Energiepolitisch geht es um mehr als nur der Frage nach dem Ende der Atomenergie. Wegen des zunehmenden Treibhauseffekts wird seit Jahren auch das Ende fossiler Energieträger diskutiert. Welche Folgen hat also die Liberalisierung des Strommarktes auf die weitere Entwicklung?

Eine ökologische Energiewende ist anhand von vier Punkten zu definieren:

1. Stilllegung der Atomanlagen,

2. Effizienter Einsatz von Primärenergie, um ausgehend vom aktuellen Verbrauch ca. ein Drittel einzusparen,

3. Erzeugung eines weiteren Drittel durch regenerative Energien (v.a. Wind und Sonne),

4. Erzeugung des letzten Drittel in KWK-Anlagen mit hohem Wirkungsgrad, vorzugsweise (wegen der geringeren Co-Emissionen) erdgasbefeuert.

Zu 1.: Die Liberalisierung stärkt vordergründig die AKW. Da die Investitionskosten bei laufenden AKW überwiegend bereits über die Abschreibungen wieder verdient wurden, können sie unter den gegebenen Rahmenbedingungen kostengünstig Strom produzieren und ermöglichen gleichzeitig enorm hohe steuerfreie Rückstellungen. Die EVU werden also die alten AKW so lange wie möglich weiterbetreiben wollen. Andererseits können technologische Alternativen (GuD-Kraftwerke), die auch als Neuanlagen zu konkurrenzfähigen Preisen produzieren, auf Grund des freien Marktzugangs wirksam werden. Zudem werden die EVU jetzt mit einzelnen Atomanlagen angreifbarer: Unter Konkurrenzbedingungen werden lange Stillstandszeiten von AKW sofort ökonomisch wirksam und könnten diese schnell vom Markt kicken. Die Liberalisierung schafft also andere Rahmenbedingungen für den Betrieb der AKW. Laufen sie ungestört, bleiben sie eine Goldgrube. Gelingt es durch politische Maßnahmen, längere Stillstandszeiten zu erreichen, kann der ökonomische Druck schnell für das vorzeitige Aus einzelner Anlagen sorgen.
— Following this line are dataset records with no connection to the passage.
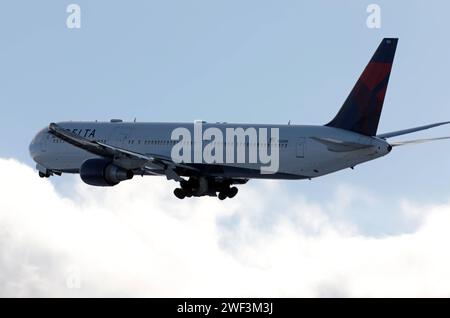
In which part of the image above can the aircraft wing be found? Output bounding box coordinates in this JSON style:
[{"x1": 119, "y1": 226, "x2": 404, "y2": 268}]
[{"x1": 48, "y1": 123, "x2": 195, "y2": 181}]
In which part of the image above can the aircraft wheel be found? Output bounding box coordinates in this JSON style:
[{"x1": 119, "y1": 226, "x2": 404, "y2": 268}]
[
  {"x1": 227, "y1": 187, "x2": 238, "y2": 198},
  {"x1": 39, "y1": 171, "x2": 50, "y2": 178},
  {"x1": 174, "y1": 188, "x2": 186, "y2": 199},
  {"x1": 218, "y1": 192, "x2": 227, "y2": 200},
  {"x1": 183, "y1": 188, "x2": 193, "y2": 197}
]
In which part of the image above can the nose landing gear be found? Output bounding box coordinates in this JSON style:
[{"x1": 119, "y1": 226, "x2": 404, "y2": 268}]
[
  {"x1": 39, "y1": 171, "x2": 51, "y2": 178},
  {"x1": 37, "y1": 165, "x2": 61, "y2": 178}
]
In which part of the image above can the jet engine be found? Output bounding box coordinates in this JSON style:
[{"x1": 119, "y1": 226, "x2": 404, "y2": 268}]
[{"x1": 80, "y1": 158, "x2": 133, "y2": 186}]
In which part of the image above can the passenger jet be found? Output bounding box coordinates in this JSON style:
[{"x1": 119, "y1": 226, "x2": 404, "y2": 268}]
[{"x1": 29, "y1": 38, "x2": 450, "y2": 199}]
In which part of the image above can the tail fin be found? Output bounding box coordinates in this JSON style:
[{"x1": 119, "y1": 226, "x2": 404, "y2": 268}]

Zu 2.: Für die Einsparmöglichkeiten durch Energieeffizienz bedeutet der Preiskampf in jedem Fall einen deutlichen Rückschritt. Großverbraucher in Industrie und Gewerbe können seit der Marktfreigabe Preisnachlässe von ca. 30% verbuchen. Effizienzstrategien sind oftmals mit hohen Investitionskosten verbunden, die durch Einsparungen im laufenden Verbrauch wieder verdient werden. Sinkende Strompreise verlängern aber die Amortisationszeiträume, so dass weniger in Effizienz investiert werden wird. Die seit April 1999 geltende Stromsteuer konnte anfangs den Preisverfall verlangsamen, reicht aber bei weitem nicht aus, um die Preisstürze zu kompensieren.

Zu 3.: Bei der regenerativen Energieerzeugung werden weiterhin jährliche Zuwachsraten realisiert. Machte der Anteil der regenerativen Erzeugung (Wasser, Wind, Sonne, Biomasse, Müll) 1998 noch 5,2% aus, so stieg er 1999 auf 5,9% bei etwa gleich bleibendem Stromverbrauch. Zwar war der Zuwachs v.a. durch höhere Erträge der bestehenden Wasserkraftwerke bestimmt (regenreiches Jahr). Aber auch die Windenergie legt nach wie vor zu. Ein Ende der Steigerungsraten ist noch lange nicht erreicht. Auf Grund technologischer Entwicklung können zukünftig Offshore-Standorte vor der Küste bezogen werden, was größere Anlagen ermöglicht. Die Folge sind höhere Erträge und damit niedrigere Kosten pro kWh. Bei der Photovoltaik geht die technologische Entwicklung in Richtung drastische Kostensenkung in der Herstellung.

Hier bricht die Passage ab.